In situations where the present method is validated for a fish stock, then the f of the population can be estimated as the average ISI of females that cover the whole stock distributional area. This procedure would require fewer samples of adult females compared with the POF method, for which precision is a factor of the number of samples and the number of females analyzed per sample (Picquelle 1985). Furthermore, being histology independent, the present method would help to avoid the increased cost and labor of histological preparations and would circumvent all known problems involved with the correct aging of POFs (summarized by Stratoudakis et al. 2006). Finally, in contrast to the POF method, which should be designed in a way to avoid sampling females with hydrated oocytes and females that are very recent spawners (Stratoudakis et al. 2006), the present method would optimally work through targeting aggregations of females with hydrated oocytes. At least for Atlantic sardine, this stage is known to segregate from the remaining population at greater depths (Ganias 2008), forming layers that are detectable by means of echo-tracing (Zwolinski et al. 2006, 2007). By use of the present method, f could be easily estimated even on-board through capturing females with hydrated oocytes and instantly processing ovarian whole mounts by applying the aforementioned routine for measuring O_b. Another advantage of this procedure is that the same photomicrographs could then be used for counting oocytes of the spawning batch and for measuring batch fecundity by the procedure described in the previous section (also presented in more detail by Ganias et al. 2008).

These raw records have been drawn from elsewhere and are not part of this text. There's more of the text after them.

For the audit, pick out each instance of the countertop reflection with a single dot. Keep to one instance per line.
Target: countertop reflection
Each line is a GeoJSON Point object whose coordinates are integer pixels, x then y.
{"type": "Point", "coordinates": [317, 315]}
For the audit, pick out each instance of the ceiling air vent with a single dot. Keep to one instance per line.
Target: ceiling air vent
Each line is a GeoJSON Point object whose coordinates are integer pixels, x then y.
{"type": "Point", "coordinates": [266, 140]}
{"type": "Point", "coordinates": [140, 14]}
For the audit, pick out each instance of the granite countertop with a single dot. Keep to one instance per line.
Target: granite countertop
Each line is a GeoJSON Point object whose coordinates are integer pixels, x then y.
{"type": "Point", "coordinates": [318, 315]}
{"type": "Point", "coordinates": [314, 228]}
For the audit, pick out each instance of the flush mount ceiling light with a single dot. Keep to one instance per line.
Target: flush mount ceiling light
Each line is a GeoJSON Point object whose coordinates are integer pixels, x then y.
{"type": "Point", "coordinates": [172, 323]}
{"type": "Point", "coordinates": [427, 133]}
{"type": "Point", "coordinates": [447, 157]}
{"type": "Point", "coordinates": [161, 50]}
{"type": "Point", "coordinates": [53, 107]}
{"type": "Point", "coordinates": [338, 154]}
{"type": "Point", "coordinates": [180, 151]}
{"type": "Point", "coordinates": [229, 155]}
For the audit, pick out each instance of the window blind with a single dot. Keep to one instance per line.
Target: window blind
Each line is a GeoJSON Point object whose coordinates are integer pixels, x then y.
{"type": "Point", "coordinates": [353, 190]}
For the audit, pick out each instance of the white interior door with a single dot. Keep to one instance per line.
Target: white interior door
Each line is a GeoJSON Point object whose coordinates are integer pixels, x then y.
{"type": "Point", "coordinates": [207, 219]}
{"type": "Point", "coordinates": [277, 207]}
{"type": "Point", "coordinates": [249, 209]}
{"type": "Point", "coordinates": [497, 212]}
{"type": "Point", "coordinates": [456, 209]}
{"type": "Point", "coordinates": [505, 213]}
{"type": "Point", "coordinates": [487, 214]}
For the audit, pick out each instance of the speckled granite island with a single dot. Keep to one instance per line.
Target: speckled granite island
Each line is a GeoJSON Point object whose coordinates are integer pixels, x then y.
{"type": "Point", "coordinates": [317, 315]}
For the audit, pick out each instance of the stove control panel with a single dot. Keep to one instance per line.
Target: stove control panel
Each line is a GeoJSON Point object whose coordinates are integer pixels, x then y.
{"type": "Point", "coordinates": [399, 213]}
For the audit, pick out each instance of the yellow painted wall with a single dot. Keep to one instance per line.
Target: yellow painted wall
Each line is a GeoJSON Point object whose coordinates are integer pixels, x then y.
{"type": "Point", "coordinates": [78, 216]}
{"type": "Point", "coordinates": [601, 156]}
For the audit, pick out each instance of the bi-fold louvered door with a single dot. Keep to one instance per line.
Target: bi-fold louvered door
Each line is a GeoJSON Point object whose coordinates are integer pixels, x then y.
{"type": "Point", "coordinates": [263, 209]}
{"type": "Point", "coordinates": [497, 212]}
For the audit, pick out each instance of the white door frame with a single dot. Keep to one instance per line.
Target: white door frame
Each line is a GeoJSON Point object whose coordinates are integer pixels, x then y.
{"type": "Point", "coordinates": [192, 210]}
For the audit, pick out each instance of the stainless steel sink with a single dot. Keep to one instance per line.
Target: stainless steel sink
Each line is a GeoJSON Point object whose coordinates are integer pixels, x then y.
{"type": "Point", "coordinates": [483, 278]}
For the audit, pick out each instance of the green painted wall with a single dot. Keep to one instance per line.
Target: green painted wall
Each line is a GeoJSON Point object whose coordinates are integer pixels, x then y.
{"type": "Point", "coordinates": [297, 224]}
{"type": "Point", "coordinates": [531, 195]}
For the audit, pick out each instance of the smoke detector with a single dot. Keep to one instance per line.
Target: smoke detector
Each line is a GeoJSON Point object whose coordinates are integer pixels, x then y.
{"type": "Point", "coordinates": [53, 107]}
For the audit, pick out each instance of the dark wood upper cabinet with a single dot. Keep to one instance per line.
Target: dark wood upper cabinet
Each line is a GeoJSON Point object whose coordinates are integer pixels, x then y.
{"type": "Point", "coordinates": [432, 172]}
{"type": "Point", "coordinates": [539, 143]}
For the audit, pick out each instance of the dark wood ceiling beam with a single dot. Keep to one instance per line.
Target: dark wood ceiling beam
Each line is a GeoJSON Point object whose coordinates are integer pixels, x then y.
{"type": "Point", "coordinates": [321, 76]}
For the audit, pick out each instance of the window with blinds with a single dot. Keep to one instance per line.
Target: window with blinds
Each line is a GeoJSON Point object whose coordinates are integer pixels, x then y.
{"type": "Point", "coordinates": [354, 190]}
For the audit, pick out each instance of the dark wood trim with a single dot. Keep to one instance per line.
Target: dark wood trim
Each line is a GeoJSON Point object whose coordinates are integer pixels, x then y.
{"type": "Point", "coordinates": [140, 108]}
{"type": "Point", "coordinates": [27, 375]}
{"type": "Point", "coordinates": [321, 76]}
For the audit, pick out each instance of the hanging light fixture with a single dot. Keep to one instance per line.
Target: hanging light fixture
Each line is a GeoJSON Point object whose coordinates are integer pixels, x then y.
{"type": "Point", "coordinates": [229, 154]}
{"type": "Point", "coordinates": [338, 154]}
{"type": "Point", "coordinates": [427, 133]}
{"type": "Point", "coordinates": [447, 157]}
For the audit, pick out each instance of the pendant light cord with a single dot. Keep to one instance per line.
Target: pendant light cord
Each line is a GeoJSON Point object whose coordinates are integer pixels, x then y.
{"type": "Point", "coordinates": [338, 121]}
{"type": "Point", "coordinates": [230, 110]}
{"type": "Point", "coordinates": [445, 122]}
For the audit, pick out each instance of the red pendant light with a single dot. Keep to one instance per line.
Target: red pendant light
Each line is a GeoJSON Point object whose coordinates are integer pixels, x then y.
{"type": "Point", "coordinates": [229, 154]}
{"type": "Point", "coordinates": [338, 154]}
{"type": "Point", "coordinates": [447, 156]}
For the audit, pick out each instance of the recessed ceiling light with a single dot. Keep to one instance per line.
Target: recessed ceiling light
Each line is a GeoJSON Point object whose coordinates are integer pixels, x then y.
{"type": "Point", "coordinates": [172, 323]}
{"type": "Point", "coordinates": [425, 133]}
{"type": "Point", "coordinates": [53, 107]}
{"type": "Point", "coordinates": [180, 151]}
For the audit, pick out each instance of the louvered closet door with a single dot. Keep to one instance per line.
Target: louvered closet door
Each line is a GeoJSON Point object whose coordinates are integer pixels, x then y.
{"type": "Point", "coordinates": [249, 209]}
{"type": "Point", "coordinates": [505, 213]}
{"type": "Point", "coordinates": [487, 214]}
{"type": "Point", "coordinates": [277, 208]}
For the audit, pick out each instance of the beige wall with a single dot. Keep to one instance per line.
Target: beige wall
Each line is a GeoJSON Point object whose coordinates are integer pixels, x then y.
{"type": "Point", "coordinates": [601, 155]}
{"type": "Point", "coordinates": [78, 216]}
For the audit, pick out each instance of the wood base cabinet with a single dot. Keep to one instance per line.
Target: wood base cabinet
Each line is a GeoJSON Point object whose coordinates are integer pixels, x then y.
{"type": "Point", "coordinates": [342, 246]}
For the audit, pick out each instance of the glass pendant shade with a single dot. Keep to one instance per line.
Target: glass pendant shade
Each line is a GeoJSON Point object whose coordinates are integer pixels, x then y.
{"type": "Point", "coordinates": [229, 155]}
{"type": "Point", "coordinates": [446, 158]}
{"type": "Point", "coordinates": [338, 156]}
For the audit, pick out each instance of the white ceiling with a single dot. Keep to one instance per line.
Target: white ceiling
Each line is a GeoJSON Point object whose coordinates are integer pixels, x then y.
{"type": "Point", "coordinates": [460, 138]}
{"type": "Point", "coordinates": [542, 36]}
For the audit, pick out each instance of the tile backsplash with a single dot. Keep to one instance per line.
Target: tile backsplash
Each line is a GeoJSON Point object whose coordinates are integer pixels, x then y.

Such combined estimations of f and batch fecundity, together with the decrease in the required number of adult samples and the avoidance of histology, could help to decrease both cost and labor in DEPM surveys.

FIGURE 5.

Relationship between the proportion of reproductively inactive Atlantic sardine females and the difference (d) between the spawning fraction estimated based on the whole female population and the spawning fraction estimated based only on the population of reproductively active females.